Die Appliance verfügt auch über ein rollenbasiertes Rechtesystem. So existieren neben dem Admin mit Vollzugriff weitere spezielle Rollen, beispielsweise für administrative Nutzer, die systemrelevante Konfigurationseinstellungen vornehmen können, oder für einen Backup-Nutzer, an dessen Adresse täglich ein verschlüsseltes Backup der Appliance gesendet werden kann. Weitere Rollen betreffen unter anderem die Gruppenverwaltung, wobei Administratoren die vorhandenen Rollen und Gruppen ergänzen können, oder einen Administrator, der ausschließlich für die Verwaltung der GINA-Domänen zuständig ist. Wer jetzt bei der Erwähnung von täglichen Backups Bedenken bekommt, dass damit die Appliance schnell überlastet und der Speicherplatz ausgeschöpft ist, sollte sich bewusst machen, dass auf der SEPPmail Appliance keine Nutzdaten abgespeichert werden. Die verschlüsselten Nachrichten werden immer komplett ausgeliefert. Dadurch beschränkt sich der Inhalt der Sicherung ausschließlich auf die Konfigurations- und Schlüsseldaten. Der Anbieter versicherte uns in diesem Zusammenhang, dass das Datenvolumen der Sicherungen selbst nach jahrelangem Betrieb der Appliance sehr gering bleibt.
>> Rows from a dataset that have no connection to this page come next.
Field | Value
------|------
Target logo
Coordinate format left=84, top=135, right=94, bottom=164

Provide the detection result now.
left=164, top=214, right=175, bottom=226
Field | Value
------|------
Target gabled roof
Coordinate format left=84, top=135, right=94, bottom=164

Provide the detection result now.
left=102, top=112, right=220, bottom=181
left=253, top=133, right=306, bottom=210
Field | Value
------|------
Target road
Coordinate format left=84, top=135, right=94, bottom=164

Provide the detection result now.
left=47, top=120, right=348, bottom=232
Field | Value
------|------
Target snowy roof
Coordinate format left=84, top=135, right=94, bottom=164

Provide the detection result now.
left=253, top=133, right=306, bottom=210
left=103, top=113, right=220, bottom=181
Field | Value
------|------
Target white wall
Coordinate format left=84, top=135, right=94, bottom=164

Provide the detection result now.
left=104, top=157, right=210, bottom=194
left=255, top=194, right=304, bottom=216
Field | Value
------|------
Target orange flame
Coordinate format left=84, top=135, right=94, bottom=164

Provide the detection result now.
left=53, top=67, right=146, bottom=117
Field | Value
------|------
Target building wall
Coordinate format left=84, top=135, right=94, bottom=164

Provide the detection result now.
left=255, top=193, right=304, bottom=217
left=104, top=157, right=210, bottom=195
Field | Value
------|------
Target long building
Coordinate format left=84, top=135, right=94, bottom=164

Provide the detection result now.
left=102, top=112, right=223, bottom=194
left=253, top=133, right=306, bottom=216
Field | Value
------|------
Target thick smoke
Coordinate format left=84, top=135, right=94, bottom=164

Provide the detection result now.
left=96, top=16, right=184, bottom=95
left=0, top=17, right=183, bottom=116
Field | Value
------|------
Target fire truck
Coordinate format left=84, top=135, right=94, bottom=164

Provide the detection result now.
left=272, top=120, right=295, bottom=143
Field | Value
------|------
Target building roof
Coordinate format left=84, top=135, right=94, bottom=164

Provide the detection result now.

In der Oberfläche steht den Systembetreuern auch das zentrale Management der gesamten Verwaltung von OpenPGP Public Keys und S/MIME-Zertifikaten inklusive automatischen Widerrufs (Revokation) und einer Liste der Trusted Certification Authorities (CAs) zur Verfügung. IT-Mitarbeiter, die sich schon mit der Einrichtung und Verwaltung einer PKI (Public Key Infrastructure) für das eigene Unternehmen herumärgern durften, werden den hier verfolgten Ansatz des zentralen Managements sicher begrüßen. Trotzdem steht natürlich auch die Anbindung an eine externe PKI zur Verfügung. Auch das automatisierte Erstellen persönlicher S/MINE-Zertifikate bietet die Appliance an. Administratoren, die mit der Oberfläche im Browser arbeiten wollen, müssen sich nur daran gewöhnen, möglichst nicht die Vor- und Zurück-Pfeile des Browsers zu nutzen, um sich in dem Menü zu bewegen. Sie sollten nach Möglichkeit das gewünschte Untermenü aus der oberen Leiste des Browser-Fensters auswählen. Ansonsten kann es ihnen passieren, dass sie die Fehlermeldung „Formular erneut einreichen?“ zu sehen bekommen. Das funktioniert dann aber nicht, so dass eine neue Anmeldung am Web-Server nötig wird.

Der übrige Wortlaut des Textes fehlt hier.